After Forty Year of Marriage, She Tries

A New Recipe for Hamburger Hot Dish

By Leo Dangel

 

“How did you like it?” she asked.

“It’s all right,” he said.

“This is the third time I cooked
it this way. Why can’t you
ever say if you like something?”

“Well if I didn’t like it, I
wouldn’t eat it,” he said.

“You never can say anything
I cook tastes good.”

“I don’t know why all the time
you think I have to say it’s good.
I eat it, don’t I?”

“I don’t think you have to say
all the time it’s good, but once
in awhile you could say
you like it.”

“It’s all right,” he said.

Leo Dangel was born in 1941 and raised on a farm in South Dakota. One summer day, at the tender age of twenty, his life changed completely. He was in a car accident that left him permanently paralyzed and in a wheelchair. After two years of rehabilitation, he attended college, where he received a Bachelor of Arts and a Master of Arts in English.

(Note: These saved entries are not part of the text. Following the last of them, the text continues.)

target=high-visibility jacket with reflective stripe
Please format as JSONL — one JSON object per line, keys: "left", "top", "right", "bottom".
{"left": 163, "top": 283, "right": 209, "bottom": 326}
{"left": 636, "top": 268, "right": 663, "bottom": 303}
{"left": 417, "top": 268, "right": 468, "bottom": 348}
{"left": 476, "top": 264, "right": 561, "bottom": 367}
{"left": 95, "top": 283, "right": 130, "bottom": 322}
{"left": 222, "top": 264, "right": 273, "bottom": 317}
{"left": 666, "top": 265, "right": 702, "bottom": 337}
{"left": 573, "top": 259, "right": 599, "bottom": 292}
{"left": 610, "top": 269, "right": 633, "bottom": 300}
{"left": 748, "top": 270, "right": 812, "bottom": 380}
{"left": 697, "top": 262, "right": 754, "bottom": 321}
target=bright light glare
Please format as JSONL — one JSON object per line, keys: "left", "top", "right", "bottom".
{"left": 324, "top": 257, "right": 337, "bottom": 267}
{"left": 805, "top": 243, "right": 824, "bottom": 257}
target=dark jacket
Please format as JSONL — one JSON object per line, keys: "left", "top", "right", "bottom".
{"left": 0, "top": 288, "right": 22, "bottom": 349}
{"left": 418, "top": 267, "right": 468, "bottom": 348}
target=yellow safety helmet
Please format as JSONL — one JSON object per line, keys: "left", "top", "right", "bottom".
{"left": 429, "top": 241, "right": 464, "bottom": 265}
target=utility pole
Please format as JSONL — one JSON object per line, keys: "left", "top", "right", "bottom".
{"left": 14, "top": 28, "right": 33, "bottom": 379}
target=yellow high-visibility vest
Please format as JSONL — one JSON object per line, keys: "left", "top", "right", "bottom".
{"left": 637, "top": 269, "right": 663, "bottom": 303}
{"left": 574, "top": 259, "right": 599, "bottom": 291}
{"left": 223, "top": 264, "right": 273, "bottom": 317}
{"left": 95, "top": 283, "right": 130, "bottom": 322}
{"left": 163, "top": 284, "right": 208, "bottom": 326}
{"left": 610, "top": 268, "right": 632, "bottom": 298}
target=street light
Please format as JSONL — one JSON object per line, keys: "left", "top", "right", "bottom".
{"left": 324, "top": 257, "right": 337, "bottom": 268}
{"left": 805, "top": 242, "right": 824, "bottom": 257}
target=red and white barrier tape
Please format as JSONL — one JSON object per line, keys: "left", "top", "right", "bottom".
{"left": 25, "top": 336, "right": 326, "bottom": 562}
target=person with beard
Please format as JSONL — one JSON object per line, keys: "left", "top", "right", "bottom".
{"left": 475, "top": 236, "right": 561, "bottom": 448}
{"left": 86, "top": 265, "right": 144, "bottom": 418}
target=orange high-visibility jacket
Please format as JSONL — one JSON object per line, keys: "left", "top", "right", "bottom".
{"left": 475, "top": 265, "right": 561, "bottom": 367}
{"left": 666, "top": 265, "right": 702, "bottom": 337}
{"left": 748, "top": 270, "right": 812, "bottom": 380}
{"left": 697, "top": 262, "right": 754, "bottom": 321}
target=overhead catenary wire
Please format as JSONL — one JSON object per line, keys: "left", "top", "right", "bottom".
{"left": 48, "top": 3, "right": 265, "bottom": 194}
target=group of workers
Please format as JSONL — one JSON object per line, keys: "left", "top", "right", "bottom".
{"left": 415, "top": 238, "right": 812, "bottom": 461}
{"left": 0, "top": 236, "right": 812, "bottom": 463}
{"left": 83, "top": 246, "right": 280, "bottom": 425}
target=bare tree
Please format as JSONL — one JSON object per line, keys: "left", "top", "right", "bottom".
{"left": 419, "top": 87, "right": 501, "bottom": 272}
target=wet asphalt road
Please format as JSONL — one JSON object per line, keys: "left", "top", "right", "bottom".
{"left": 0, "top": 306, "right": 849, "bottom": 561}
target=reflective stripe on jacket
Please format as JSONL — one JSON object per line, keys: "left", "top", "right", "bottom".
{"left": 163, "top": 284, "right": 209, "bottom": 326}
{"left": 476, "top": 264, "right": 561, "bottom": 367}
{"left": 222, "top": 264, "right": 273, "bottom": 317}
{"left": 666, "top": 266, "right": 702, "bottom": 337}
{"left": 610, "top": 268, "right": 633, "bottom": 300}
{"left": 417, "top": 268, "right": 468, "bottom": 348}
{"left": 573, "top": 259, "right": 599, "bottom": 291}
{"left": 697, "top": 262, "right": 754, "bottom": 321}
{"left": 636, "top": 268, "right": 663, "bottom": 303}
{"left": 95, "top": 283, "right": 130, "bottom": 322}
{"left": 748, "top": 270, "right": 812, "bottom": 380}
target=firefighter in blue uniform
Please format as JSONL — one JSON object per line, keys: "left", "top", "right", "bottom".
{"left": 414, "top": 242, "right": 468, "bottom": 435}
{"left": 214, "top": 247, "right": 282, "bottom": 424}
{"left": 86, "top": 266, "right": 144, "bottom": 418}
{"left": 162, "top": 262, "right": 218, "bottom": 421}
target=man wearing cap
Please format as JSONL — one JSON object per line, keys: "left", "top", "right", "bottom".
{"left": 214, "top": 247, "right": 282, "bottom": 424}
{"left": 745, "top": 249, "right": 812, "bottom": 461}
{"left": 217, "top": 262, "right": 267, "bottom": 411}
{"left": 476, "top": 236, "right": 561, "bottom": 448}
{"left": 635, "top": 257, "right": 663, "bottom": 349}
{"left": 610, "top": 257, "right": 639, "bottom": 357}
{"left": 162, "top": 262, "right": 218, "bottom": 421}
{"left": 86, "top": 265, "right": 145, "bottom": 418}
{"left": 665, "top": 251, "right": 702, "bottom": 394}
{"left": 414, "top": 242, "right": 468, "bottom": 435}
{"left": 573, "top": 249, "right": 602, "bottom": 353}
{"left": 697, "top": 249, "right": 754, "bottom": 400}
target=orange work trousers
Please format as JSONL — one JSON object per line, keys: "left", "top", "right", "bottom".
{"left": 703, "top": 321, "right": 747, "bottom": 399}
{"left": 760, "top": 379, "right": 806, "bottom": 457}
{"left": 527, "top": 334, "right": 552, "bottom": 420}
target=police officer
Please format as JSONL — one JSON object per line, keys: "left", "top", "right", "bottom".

In 1968, he began his twenty-five year career of teaching writing and literature full time at Southwest Minnesota State University. In that time he became a poet, and for the rest of his days continued to write his homespun and simple poetry that reflects his world of rural Midwestern life. Dangel died in Yankton, South Dakota in 2016. He has five books of poems and has won a Nebraska Book Award.

Dangel’s poem, “After Forty Years of Marriage…,” is funny in its understatement and restrained feeling. We can vividly imagine it as a scene in a humorous family sitcom. Maybe we even chuckle in recognition (we have all been unappreciated at some point in our lives). Maybe, in the sitcom we imagine, Lucy turns and plops a ladle full of hamburger hot dish on Ricky’s head, saying in her saucy, shrill voice, “Does it taste good now?”

But there’s another scenario offered by the poem that has potential for real drama. Maybe, after forty years of being unappreciated, years of monosyllabic conversation, years of being taken for granted, maybe her repressed rage overcomes her, and she turns and plants the bread knife in his aorta. Murder a la carte!

Or maybe she just sighs, and settles into her lifelong habit of resignation, accepting that he is who he is, he’s not going to change now. It’s been forty years, after all. She should just stop hoping to be appreciated by him.

I’m not sure I even like this poem. But it sure does get you thinking.